With no time to spare, mom, dad deliver baby
By Ashley Helms
When she woke up with contractions in the middle of the night, Ryan Smith did not expect the delivery of her baby, Gabriella, to be anything out of the ordinary. But in a matter of minutes, contractions that were once 10 minutes apart shortened to three minute gaps and came with extreme pain.
Before Ms. Smith, 35, or her husband, Aerin Smith, had even five minutes to react, they were grabbing an old sheet and getting ready to deliver Gabriella on their bed.
“When I saw her stand up and the baby’s head was popping out, [the baby] was blue. Some people say they couldn’t do it, but I think any father in my position could do it,” said Mr. Smith, 34.
Guided by a 911 emergency dispatcher, Mr. Smith, a plumber, helped his wife deliver Gabriella at their home at 4499 Henry Hudson Parkway on April 28 in just 10 minutes. Between Ms. Smith’s first contractions and the birth, just an hour went by. “Baby Ella,” as her parents call her, was born at 1:30 a.m. and weighed roughly seven pounds.
Mr. Smith said as he called his wife’s mother to come take care of the couple’s 2-year-old son, Nicky, so they could go to the hospital, Ms. Smith began screaming in pain. He then called 911 and gave the dispatcher their home address while Ms. Smith saw her baby’s head coming out.
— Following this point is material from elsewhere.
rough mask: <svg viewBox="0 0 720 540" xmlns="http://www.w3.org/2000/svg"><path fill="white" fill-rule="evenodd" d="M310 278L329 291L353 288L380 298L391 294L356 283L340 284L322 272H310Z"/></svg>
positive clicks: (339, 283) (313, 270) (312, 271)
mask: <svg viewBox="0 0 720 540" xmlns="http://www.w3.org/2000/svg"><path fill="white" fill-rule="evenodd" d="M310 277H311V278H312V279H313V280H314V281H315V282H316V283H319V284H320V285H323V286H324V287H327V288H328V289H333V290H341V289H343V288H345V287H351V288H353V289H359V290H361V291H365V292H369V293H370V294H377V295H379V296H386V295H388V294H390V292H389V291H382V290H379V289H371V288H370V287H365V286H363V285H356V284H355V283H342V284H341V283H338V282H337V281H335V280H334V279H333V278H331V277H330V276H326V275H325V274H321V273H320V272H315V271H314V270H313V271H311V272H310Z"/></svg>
“I’m on the phone with 911, and the guy said ‘We’re going to have the baby now, stay calm and I will walk you through it.’ He told me to support the baby’s head as she’s coming out,” Mr. Smith said.
Gabriella was born before emergency medical services (EMS) personnel arrived. She did not cry at first. The 911 dispatcher told the frantic father to make sure Gabriella cried, so Mr. Smith began cleaning out the baby’s nose and mouth with his hands. The couple wrapped the baby in a towel as she let out her first cries of life and the EMS arrived to whisk Ms. Smith away to the hospital and make sure she and Gabriella were healthy.
“It’s a good thing we didn’t leave. She would have had the baby in the elevator or in the car on the highway,” Mr. Smith said.